Diversity-Aware Retrieval: How Agents Avoid Twenty Near-Duplicate Results

The Problem: Top-k Is Not the Same as Top-k Useful

A nearest-neighbor search returns the k items closest to the query vector. Sort by similarity, take the first ten, done. For a single fact lookup that is fine. For an agent assembling evidence it is quietly broken, because similarity to the query and usefulness as a set are not the same thing.

Picture an agent searching a video archive for "the moment the speaker reveals the product." Scene segmentation produced eight near-identical keyframes of that one reveal, all embedded close to the query. Plain top-10 returns six copies of the reveal and nothing else. The agent now has high relevance and almost no information. The shots before and after the reveal, the audience reaction, the on-screen price that flashed two seconds later, all of it sits at rank eleven and beyond, crowded out by duplicates.
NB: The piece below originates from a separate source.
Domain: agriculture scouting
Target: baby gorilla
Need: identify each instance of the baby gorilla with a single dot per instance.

This shows up everywhere an agent reads unstructured content:

Video. Adjacent frames and shots of the same scene cluster together and flood the results.

Documents. The same boilerplate clause appears in fifty contracts; a query for it returns fifty rows that say the same thing.

Audio. A repeated jingle or a recurring phrase dominates the top of every related query.

RAG context windows. You can fit maybe twelve chunks in the prompt. Three of them being paraphrases of each other wastes a third of the agent's working memory.

The fix is to stop optimizing each result in isolation and start optimizing the set. You want the most relevant, least redundant subset that fits the budget. That is diversity-aware retrieval, and there is a clean body of theory behind it.

Relevance of a Set Is Not the Sum of Relevances

The core insight is that the value of adding an item depends on what you have already selected. The fifth photo of the same reveal adds almost nothing because the first four already carried that information. The first photo of the audience reaction adds a lot because nothing in the set covered it yet.

Formally, the value of a set has diminishing returns: adding an item to a larger set helps less than adding it to a smaller one. A function with that property is called submodular, and submodularity is the mathematical backbone of every method below. It is exactly the right shape for "I already have this information, so the marginal worth of more of the same is low."

Submodular set functions have a famous practical gift: you cannot maximize them exactly in reasonable time, but a simple greedy algorithm gets within a guaranteed factor of the optimum. Start with an empty set, and repeatedly add the single item that increases the objective the most, until you hit your budget. For monotone submodular objectives that greedy result is provably within (1 - 1/e), about 63 percent, of the best possible set. Almost every diversity method in production is some version of this greedy loop.

Method 1: Maximal Marginal Relevance

Maximal Marginal Relevance, or MMR, is the original and still the most widely deployed approach. It is the greedy loop made concrete with one tunable knob.

At each step, score every not-yet-selected candidate by trading off how relevant it is to the query against how similar it is to the items already chosen:

mmr_score(c) =
  lambda * sim(c, query)
  - (1 - lambda) * max over s in selected of sim(c, s)

pick the candidate with the highest mmr_score, add it to selected, repeat.

The first term is plain relevance. The second term is a redundancy penalty: an item that looks just like something already chosen gets docked by its closest match in the current set. The lambda knob slides between the two:

lambda = 1 ignores diversity entirely. You get plain top-k back.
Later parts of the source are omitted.